Biking the BWI Trail
[By Allen Brougham] . . .
A recent addition to the trail network in the Baltimore/Washington area is an 11-mile paved trail that circles the Baltimore-Washington International Airport in Anne Arundel County. Often within sight, and always within sound, of the many planes that serve the facility, the trail passes through wetlands, parks, woods, even a farm, and across several streams. As for trains, a short segment is within sight of the Amtrak mainline near the BWI train station, and the trail crosses the airport extension of the light-rail line.
I've never kept a secret of my fondness for watching planes as they take off and land, and there is plenty of that activity here... It was a perfect fall day as I was joined by Gilbert Elmond on a leisurely biking adventure one Friday in late October. We met at the Thomas A. Dixon, Jr., Aircraft Observation Area along Dorsey Road (Maryland route 176) just south of the airport. It's an ideal starting point, but users are advised that on nice days the parking area often fills quickly. (But it was not filled on this particular day.)

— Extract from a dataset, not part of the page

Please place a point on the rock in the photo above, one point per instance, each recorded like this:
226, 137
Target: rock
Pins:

One distinct advantage of the BWI Trail is that one can bike it in either direction and return to the starting point without ever having to reverse direction. This feature is mostly absent on railroad trails and canal towpaths which tend to go in one direction only. On this particular outing, we chose to bike the trail clockwise - first west, then north, then east, and then south and west back to the observation area.
Giving due justice to trains, we did make a short side trip along the way - about half a mile - to the BWI rail station, where we perched ourselves upon one of the platform benches to watch the passing activity. It was a great day for doing that, too!
The BWI Trail takes advantage of buffer land surrounding the airport, a rather neat idea because much of it has remained undeveloped. (Who would want to live that close to an airport, anyway?) There are a couple of spurs from the trail: one to the Maryland Department of Transportation headquarters, and one to the nearby Baltimore & Annapolis Rail Trail. Indeed, one could spend an entire day exploring this connected network without covering it all. For the most part, Gilbert and I stuck with the circular trail... Our journey took us about three hours.
According to the official Maryland Bicycle Map (which claims the trail's length is 14 miles, not 11), the BWI Trail was the first in the country to be approved for funding under the 1991 Intermodal Surface Transportation Efficiency Act (ISTEA). There are eventual plans to link the trail with the nearby Patapsco State Park.